Quand le « trop petit » devient mesurable
Imagine une cellule sanguine rouge que l’on soulève d’un nanomètre. L’énergie nécessaire est infime. Pourtant, des chercheurs finlandais viennent de la mesurer.
L’équipe de l’université Aalto, en partenariat avec la société IQM, a détecté une énergie de 0,83 zeptojoule. Pour se représenter cette grandeur, il faut penser à un grain de sable comparé à toutes les plages du monde. La plupart d’entre nous ne s’en font jamais une idée précise. Ce n’est pas grave.
Une astuce simple et puissante
Comment capter une quantité d’énergie aussi minuscule ? On ne peut pas pointer un appareil et lire le résultat. Il faut un outil fait pour ça.

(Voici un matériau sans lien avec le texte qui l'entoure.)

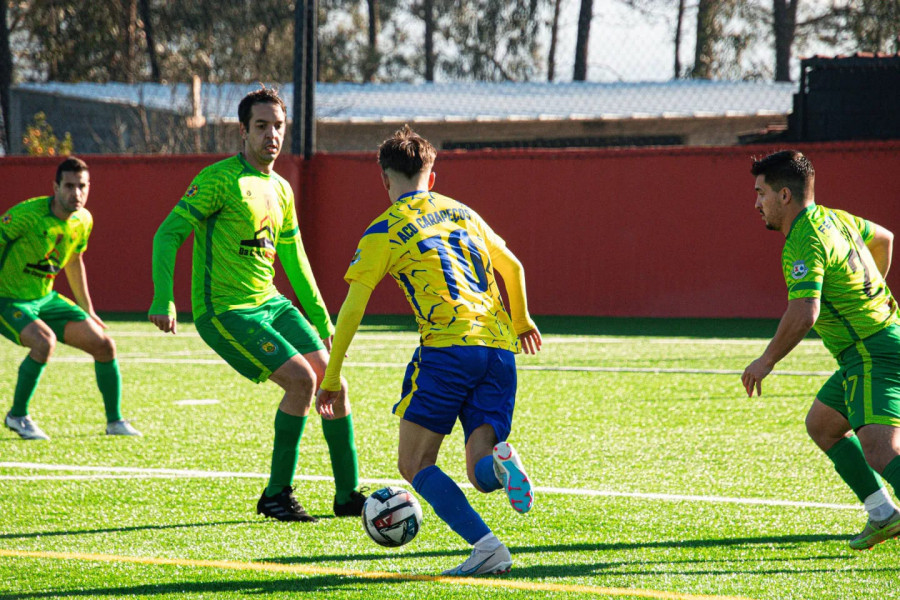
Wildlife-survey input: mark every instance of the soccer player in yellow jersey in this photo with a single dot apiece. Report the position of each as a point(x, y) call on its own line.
point(834, 265)
point(242, 215)
point(443, 256)
point(39, 238)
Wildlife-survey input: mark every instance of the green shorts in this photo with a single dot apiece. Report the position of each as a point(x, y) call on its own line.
point(256, 341)
point(866, 387)
point(52, 309)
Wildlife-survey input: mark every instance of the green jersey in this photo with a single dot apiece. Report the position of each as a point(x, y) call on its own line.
point(35, 245)
point(825, 257)
point(239, 216)
point(241, 219)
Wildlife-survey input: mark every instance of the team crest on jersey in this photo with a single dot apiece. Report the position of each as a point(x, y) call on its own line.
point(799, 270)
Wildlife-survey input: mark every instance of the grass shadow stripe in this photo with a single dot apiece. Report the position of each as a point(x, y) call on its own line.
point(311, 570)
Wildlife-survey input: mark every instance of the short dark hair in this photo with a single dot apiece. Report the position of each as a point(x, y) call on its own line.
point(263, 95)
point(787, 169)
point(71, 165)
point(406, 152)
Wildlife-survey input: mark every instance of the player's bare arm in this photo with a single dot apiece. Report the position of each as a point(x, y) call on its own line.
point(798, 319)
point(349, 318)
point(881, 246)
point(77, 278)
point(531, 341)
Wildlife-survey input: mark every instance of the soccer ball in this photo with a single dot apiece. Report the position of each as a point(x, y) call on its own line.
point(392, 516)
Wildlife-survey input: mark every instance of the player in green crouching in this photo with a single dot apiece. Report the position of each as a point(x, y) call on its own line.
point(443, 255)
point(834, 265)
point(242, 215)
point(39, 238)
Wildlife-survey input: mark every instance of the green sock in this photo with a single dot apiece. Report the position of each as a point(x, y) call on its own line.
point(891, 474)
point(109, 380)
point(285, 451)
point(29, 374)
point(342, 448)
point(850, 463)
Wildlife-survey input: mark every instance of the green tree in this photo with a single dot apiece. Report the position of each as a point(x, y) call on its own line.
point(39, 139)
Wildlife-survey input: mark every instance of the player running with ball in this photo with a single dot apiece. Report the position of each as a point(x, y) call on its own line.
point(443, 256)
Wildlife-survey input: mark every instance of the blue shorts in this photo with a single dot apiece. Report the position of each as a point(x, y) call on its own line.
point(477, 384)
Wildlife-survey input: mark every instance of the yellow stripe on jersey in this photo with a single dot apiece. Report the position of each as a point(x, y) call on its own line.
point(400, 407)
point(438, 251)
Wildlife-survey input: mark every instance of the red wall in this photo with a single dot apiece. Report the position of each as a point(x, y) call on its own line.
point(658, 232)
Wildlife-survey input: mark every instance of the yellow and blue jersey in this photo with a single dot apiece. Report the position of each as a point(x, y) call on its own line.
point(439, 252)
point(825, 256)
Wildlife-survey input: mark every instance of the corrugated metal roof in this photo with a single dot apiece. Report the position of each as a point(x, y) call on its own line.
point(473, 101)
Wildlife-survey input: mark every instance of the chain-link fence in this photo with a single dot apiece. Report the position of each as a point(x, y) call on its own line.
point(479, 73)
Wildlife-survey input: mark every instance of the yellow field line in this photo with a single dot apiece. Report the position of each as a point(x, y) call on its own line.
point(313, 570)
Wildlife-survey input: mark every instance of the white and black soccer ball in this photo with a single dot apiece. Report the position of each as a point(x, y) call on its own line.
point(392, 516)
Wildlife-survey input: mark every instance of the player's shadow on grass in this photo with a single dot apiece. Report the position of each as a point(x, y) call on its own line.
point(568, 569)
point(314, 585)
point(66, 532)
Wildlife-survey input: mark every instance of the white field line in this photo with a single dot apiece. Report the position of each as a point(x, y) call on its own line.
point(398, 365)
point(550, 339)
point(141, 473)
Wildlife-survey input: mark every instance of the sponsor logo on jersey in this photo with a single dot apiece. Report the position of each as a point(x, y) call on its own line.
point(261, 244)
point(47, 267)
point(799, 270)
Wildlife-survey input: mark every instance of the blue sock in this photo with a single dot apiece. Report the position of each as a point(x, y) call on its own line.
point(449, 503)
point(484, 474)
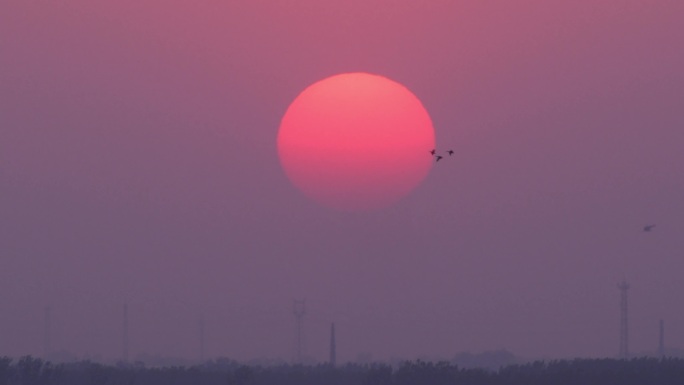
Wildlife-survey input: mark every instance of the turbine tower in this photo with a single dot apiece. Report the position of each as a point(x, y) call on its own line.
point(299, 310)
point(624, 326)
point(333, 346)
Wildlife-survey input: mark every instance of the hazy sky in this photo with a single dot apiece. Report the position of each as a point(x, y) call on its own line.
point(138, 162)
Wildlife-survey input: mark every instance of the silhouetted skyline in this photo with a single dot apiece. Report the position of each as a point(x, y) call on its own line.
point(138, 166)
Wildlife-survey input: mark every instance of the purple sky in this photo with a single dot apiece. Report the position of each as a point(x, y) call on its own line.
point(138, 161)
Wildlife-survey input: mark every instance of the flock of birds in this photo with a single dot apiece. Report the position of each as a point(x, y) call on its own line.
point(438, 157)
point(433, 152)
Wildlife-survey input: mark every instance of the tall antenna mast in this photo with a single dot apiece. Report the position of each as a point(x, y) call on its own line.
point(661, 340)
point(299, 311)
point(333, 346)
point(624, 326)
point(125, 333)
point(201, 327)
point(47, 337)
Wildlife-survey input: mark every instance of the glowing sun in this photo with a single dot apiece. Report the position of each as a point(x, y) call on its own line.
point(356, 141)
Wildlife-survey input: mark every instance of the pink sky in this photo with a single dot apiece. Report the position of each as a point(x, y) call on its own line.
point(138, 160)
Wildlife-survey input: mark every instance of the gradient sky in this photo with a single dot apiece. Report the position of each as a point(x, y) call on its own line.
point(138, 163)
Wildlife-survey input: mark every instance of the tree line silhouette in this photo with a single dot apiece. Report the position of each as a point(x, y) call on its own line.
point(638, 371)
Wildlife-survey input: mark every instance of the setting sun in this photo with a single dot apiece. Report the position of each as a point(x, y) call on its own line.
point(356, 141)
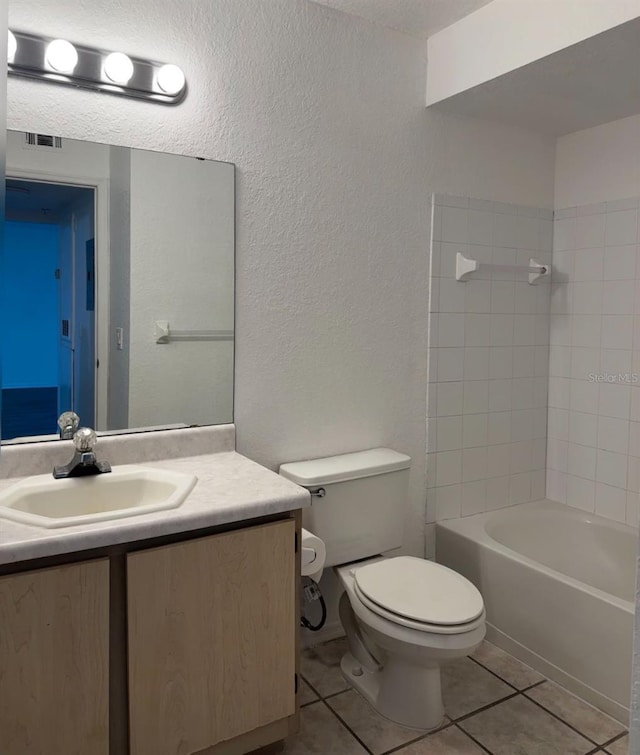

Les scientifiques ont construit un calorimètre, un dispositif qui repère les moindres variations de chaleur. Ils l’ont fabriqué avec deux matériaux différents. L’un est supraconducteur : il conduit le courant sans résistance quand il est très froid. L’autre est un conducteur ordinaire. Au millikelvin, près du zéro absolu, le supraconducteur devient fragile. Toute chaleur supplémentaire le perturbe. Juste ces perturbations, mesurées avec précision, ont permis de détecter l’énergie.
À quoi cela sert-il aujourd’hui
Ce capteur ultra-sensible ouvre trois portes.
- On pourra bientôt compter les photons un par un. Ce but poursuivi depuis longtemps est enfin à portée de main.
- On pourra chercher la matière noire. Les particules candidates, les axions, sont invisibles. Un détecteur de ce type pourrait les voir passer.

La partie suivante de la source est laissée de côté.